The top Republican tax writer in Congress is being pulled toward a more extensive rewrite of the U.S. code, with more than half of his party’s members in the House backing proposals to rip up the rules.
More than 125 House Republicans have supported proposals that include ending the income tax and terminating the entire code in 2018 to force Congress to create a simpler system. Sixty-eight of them favor what they call a "fair tax" replacing the income, payroll and estate levies with a national sales tax. Dozens back estate-tax repeal proposals. A flat-tax bill has 10 Republicans on board.
Rank-and-file Republicans’ support for bold changes may move Representative Dave Camp of Michigan, the party’s top tax writer, in their direction even as he tries in coming months to draft a plan that could attract some Democratic support. Camp must try to satisfy Republicans eager for a major shakeup while leaving a path to a bipartisan agreement with the Democratic- controlled Senate and President Barack Obama.
"We’ll have our share of boldness," Camp, 60, said in an interview last week. "Tax reform will be bold. There’s no other way to do it, so we’ll just see how bold everybody wants to be."
Camp, chairman of the Ways and Means Committee, has been meeting with all 34 first-term House Republicans to hear their ideas on taxes. There are no first-term members on the Ways and Means panel, and 44 percent of the party’s members have been in the House for fewer than four years.
"I love the flat tax, and I’m not afraid of getting rid of every deduction," said Representative Thomas Massie, a Kentucky Republican who became a House member in November 2012 after winning a special election to fill a vacant seat.

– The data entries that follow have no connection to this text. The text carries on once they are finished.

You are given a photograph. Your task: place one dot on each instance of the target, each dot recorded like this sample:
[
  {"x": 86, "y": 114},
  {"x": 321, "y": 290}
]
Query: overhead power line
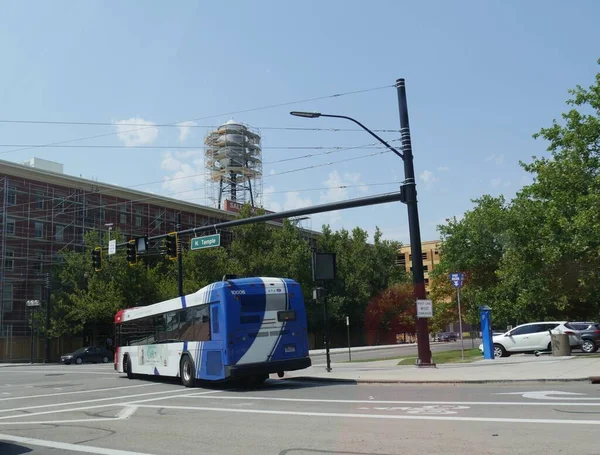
[
  {"x": 270, "y": 106},
  {"x": 109, "y": 191},
  {"x": 179, "y": 125},
  {"x": 150, "y": 197},
  {"x": 182, "y": 147}
]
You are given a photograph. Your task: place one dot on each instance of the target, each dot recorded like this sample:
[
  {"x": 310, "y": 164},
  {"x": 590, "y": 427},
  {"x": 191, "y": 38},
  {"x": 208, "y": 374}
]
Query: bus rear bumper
[{"x": 262, "y": 368}]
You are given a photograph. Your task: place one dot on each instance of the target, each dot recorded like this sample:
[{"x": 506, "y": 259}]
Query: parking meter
[{"x": 486, "y": 332}]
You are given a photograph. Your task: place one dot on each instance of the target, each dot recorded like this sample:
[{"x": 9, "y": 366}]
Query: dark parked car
[
  {"x": 91, "y": 354},
  {"x": 590, "y": 334},
  {"x": 447, "y": 336}
]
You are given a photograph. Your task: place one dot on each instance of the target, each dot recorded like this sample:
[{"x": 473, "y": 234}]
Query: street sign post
[
  {"x": 208, "y": 241},
  {"x": 424, "y": 308},
  {"x": 457, "y": 282}
]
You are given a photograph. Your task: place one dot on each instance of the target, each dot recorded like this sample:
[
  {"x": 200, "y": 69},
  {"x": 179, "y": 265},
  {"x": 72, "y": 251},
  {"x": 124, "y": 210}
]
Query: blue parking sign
[{"x": 457, "y": 279}]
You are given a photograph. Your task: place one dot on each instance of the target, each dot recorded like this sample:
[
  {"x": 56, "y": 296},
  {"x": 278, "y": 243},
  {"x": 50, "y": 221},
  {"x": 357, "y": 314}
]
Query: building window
[
  {"x": 10, "y": 226},
  {"x": 39, "y": 266},
  {"x": 12, "y": 195},
  {"x": 60, "y": 231},
  {"x": 60, "y": 205},
  {"x": 38, "y": 231},
  {"x": 37, "y": 292},
  {"x": 7, "y": 297},
  {"x": 9, "y": 261},
  {"x": 39, "y": 200}
]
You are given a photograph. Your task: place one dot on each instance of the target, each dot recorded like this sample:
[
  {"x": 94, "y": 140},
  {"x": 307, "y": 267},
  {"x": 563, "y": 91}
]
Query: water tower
[{"x": 233, "y": 162}]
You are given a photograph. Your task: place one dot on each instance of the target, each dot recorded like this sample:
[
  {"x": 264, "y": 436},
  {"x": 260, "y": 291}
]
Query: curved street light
[{"x": 410, "y": 198}]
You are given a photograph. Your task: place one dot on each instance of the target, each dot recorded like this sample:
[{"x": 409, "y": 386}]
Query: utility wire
[
  {"x": 180, "y": 125},
  {"x": 179, "y": 192},
  {"x": 336, "y": 95},
  {"x": 108, "y": 191},
  {"x": 183, "y": 147}
]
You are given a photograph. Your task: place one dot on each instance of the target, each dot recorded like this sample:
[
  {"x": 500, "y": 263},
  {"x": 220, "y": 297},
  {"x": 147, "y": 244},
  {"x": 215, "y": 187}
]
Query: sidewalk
[{"x": 517, "y": 368}]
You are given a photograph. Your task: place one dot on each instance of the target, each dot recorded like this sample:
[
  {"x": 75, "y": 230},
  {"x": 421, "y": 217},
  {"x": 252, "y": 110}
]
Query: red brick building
[{"x": 44, "y": 211}]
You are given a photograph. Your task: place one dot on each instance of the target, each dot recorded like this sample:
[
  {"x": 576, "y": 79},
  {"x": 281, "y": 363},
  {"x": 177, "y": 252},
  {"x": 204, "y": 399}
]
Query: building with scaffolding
[{"x": 44, "y": 211}]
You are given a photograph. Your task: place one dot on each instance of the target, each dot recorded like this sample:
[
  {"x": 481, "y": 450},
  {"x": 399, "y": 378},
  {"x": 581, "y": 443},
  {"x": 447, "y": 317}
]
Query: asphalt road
[
  {"x": 89, "y": 409},
  {"x": 395, "y": 351}
]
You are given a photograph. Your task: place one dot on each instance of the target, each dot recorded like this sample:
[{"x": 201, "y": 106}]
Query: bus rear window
[
  {"x": 286, "y": 316},
  {"x": 252, "y": 319}
]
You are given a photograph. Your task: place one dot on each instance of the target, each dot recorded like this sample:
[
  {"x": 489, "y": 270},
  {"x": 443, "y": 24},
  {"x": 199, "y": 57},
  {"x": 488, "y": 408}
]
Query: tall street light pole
[{"x": 409, "y": 191}]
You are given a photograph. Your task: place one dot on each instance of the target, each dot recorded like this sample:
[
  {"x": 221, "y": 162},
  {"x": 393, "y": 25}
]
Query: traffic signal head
[
  {"x": 97, "y": 258},
  {"x": 131, "y": 253},
  {"x": 171, "y": 244}
]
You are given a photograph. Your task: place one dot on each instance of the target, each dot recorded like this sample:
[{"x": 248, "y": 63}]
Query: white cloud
[
  {"x": 497, "y": 159},
  {"x": 186, "y": 176},
  {"x": 499, "y": 182},
  {"x": 335, "y": 192},
  {"x": 144, "y": 134},
  {"x": 428, "y": 178},
  {"x": 184, "y": 129}
]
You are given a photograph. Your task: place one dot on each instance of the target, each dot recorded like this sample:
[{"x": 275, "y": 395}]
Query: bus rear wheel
[
  {"x": 187, "y": 372},
  {"x": 128, "y": 368}
]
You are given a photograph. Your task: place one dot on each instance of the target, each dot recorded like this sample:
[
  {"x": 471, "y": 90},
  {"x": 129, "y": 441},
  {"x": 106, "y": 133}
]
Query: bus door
[{"x": 213, "y": 357}]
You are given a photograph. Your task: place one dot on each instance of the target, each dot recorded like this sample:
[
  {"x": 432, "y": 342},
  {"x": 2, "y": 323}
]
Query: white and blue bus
[{"x": 244, "y": 328}]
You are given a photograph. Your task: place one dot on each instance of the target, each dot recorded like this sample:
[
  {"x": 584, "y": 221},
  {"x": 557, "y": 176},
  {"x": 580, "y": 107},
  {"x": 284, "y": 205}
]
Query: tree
[
  {"x": 475, "y": 246},
  {"x": 537, "y": 257},
  {"x": 556, "y": 236}
]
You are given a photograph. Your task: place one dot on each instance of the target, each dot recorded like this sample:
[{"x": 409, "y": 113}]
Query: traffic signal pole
[
  {"x": 423, "y": 347},
  {"x": 179, "y": 259}
]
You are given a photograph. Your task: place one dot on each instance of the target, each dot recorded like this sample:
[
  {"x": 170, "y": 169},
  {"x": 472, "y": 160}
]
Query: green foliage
[
  {"x": 538, "y": 256},
  {"x": 85, "y": 298}
]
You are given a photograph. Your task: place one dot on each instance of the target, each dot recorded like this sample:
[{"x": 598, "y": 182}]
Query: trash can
[{"x": 560, "y": 344}]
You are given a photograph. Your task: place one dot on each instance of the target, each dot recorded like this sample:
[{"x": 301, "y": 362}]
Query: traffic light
[
  {"x": 171, "y": 244},
  {"x": 97, "y": 258},
  {"x": 131, "y": 253}
]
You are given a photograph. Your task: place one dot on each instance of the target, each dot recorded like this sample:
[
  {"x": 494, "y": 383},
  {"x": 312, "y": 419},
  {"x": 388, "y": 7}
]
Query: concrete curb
[{"x": 424, "y": 381}]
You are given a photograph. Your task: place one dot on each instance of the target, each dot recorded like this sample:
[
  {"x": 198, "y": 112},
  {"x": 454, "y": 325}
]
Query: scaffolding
[
  {"x": 39, "y": 221},
  {"x": 233, "y": 164}
]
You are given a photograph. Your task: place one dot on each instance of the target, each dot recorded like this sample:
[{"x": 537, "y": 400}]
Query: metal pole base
[{"x": 425, "y": 365}]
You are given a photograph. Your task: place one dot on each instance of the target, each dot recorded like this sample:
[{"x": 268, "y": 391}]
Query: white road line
[
  {"x": 95, "y": 400},
  {"x": 470, "y": 403},
  {"x": 123, "y": 414},
  {"x": 66, "y": 446},
  {"x": 376, "y": 416},
  {"x": 85, "y": 408},
  {"x": 29, "y": 397},
  {"x": 15, "y": 370},
  {"x": 126, "y": 412}
]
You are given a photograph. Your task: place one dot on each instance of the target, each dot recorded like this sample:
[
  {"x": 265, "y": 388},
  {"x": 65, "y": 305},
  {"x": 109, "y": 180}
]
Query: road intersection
[{"x": 90, "y": 409}]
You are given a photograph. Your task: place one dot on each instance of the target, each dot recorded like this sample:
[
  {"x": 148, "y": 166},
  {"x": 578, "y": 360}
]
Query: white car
[{"x": 534, "y": 336}]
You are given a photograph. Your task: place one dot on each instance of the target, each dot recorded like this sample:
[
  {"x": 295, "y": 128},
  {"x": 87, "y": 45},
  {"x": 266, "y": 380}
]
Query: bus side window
[
  {"x": 160, "y": 328},
  {"x": 215, "y": 318}
]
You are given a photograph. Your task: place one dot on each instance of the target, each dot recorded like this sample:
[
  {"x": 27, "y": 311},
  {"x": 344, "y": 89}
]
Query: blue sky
[{"x": 481, "y": 77}]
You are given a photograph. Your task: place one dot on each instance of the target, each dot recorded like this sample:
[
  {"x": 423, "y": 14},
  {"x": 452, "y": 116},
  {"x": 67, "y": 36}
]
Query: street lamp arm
[{"x": 318, "y": 114}]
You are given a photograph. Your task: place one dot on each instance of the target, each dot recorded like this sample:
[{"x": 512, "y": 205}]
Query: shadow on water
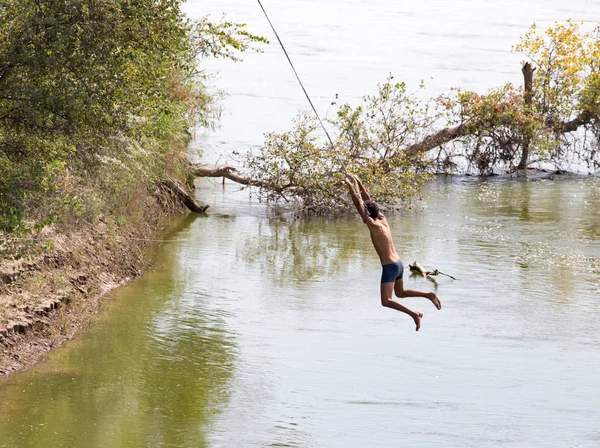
[{"x": 152, "y": 372}]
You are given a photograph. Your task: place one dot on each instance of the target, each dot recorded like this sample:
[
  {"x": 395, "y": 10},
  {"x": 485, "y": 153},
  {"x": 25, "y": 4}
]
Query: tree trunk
[
  {"x": 528, "y": 98},
  {"x": 179, "y": 192}
]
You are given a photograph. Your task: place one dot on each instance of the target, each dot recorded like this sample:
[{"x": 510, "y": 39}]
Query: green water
[{"x": 258, "y": 330}]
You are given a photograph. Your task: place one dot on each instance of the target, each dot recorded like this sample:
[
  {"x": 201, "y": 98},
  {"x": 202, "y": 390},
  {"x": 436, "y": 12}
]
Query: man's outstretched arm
[{"x": 358, "y": 203}]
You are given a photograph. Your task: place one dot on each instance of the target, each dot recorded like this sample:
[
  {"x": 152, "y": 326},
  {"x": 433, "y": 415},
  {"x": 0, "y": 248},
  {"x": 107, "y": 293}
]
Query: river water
[{"x": 256, "y": 330}]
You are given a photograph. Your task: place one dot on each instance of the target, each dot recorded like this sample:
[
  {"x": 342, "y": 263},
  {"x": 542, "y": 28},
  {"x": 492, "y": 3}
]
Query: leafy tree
[
  {"x": 370, "y": 140},
  {"x": 394, "y": 142},
  {"x": 96, "y": 95}
]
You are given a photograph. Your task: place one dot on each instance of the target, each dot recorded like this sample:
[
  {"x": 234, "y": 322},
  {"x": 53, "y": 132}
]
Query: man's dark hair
[{"x": 372, "y": 209}]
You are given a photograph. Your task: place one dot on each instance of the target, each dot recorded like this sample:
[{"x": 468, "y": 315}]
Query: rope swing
[{"x": 297, "y": 76}]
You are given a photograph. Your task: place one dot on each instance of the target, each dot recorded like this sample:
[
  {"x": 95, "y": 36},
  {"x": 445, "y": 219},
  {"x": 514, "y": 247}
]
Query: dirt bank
[{"x": 46, "y": 300}]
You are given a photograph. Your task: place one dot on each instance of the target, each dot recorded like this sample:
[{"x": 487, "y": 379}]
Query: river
[{"x": 258, "y": 330}]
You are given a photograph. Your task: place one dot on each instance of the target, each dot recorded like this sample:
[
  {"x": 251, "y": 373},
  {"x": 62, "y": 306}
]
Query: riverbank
[{"x": 46, "y": 300}]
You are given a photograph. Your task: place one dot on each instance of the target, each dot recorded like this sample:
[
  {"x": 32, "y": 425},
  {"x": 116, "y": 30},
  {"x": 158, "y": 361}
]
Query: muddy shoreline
[{"x": 47, "y": 300}]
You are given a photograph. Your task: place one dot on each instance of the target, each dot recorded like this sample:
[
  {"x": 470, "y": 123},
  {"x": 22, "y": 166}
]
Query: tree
[
  {"x": 394, "y": 141},
  {"x": 96, "y": 95}
]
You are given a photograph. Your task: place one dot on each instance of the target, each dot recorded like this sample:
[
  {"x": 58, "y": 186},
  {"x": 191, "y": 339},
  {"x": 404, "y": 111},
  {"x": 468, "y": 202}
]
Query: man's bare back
[{"x": 381, "y": 237}]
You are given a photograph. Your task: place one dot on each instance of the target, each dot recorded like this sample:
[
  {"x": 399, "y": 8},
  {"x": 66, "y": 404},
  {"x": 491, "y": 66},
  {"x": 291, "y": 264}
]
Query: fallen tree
[{"x": 394, "y": 142}]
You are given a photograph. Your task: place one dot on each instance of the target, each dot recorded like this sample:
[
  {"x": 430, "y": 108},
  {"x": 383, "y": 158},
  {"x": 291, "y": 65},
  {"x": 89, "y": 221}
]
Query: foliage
[
  {"x": 300, "y": 165},
  {"x": 97, "y": 97},
  {"x": 558, "y": 123}
]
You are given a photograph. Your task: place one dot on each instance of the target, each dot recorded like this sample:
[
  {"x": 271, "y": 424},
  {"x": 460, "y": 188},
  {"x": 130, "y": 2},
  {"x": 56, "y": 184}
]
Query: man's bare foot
[
  {"x": 417, "y": 320},
  {"x": 434, "y": 299}
]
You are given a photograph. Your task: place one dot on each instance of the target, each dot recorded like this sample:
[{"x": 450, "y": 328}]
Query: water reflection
[{"x": 307, "y": 250}]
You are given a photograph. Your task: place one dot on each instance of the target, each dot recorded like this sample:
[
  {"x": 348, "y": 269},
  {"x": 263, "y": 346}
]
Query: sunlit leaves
[{"x": 300, "y": 165}]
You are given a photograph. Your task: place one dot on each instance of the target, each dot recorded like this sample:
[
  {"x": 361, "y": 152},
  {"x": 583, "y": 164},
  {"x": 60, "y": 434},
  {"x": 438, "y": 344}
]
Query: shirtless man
[{"x": 381, "y": 236}]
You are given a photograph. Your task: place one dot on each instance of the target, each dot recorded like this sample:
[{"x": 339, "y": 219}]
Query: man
[{"x": 381, "y": 236}]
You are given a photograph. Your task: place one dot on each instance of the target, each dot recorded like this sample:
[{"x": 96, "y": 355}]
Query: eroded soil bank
[{"x": 47, "y": 299}]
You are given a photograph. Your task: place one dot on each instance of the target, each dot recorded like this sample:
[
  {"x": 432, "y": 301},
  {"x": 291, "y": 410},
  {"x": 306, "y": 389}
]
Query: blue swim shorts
[{"x": 392, "y": 272}]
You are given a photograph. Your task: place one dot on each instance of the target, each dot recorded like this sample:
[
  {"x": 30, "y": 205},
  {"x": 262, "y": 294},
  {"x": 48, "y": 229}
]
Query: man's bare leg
[
  {"x": 402, "y": 293},
  {"x": 387, "y": 291}
]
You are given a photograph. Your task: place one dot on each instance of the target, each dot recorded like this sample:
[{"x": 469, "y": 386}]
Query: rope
[{"x": 297, "y": 76}]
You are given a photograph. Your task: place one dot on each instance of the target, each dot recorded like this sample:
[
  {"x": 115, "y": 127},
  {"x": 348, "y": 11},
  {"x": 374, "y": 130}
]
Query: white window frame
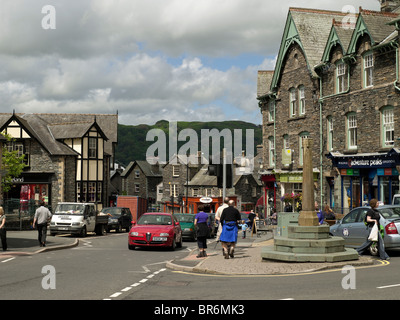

Camp’s attempt to balance his party’s preferences with his desire to make lasting law is challenged by the dynamics of the House, which has 234 Republicans and 201 Democrats. The party’s proposals on the budget, agriculture programs and prioritizing U.S. debt payments were written to appeal to the Republican base, which has resisted bipartisan approaches. All three measures were passed without a single Democratic vote.
House Republicans haven’t yet grappled as a group with the details of tax policy, making it hard to tell whether or how the party will coalesce on one of its top priorities.
Furthermore, a decision by lawmakers to co-sponsor a bill to enact a sales tax or terminate the tax code would still allow them to support something Camp proposes. Instead, those expressions of support send signals about their priorities to their home-district supporters and to Republican leaders.
Proposals like the national sales tax and flat tax probably aren’t in the cards. Camp has said he wants a two-level income tax for individuals and said he would keep the system about as progressive as it is now.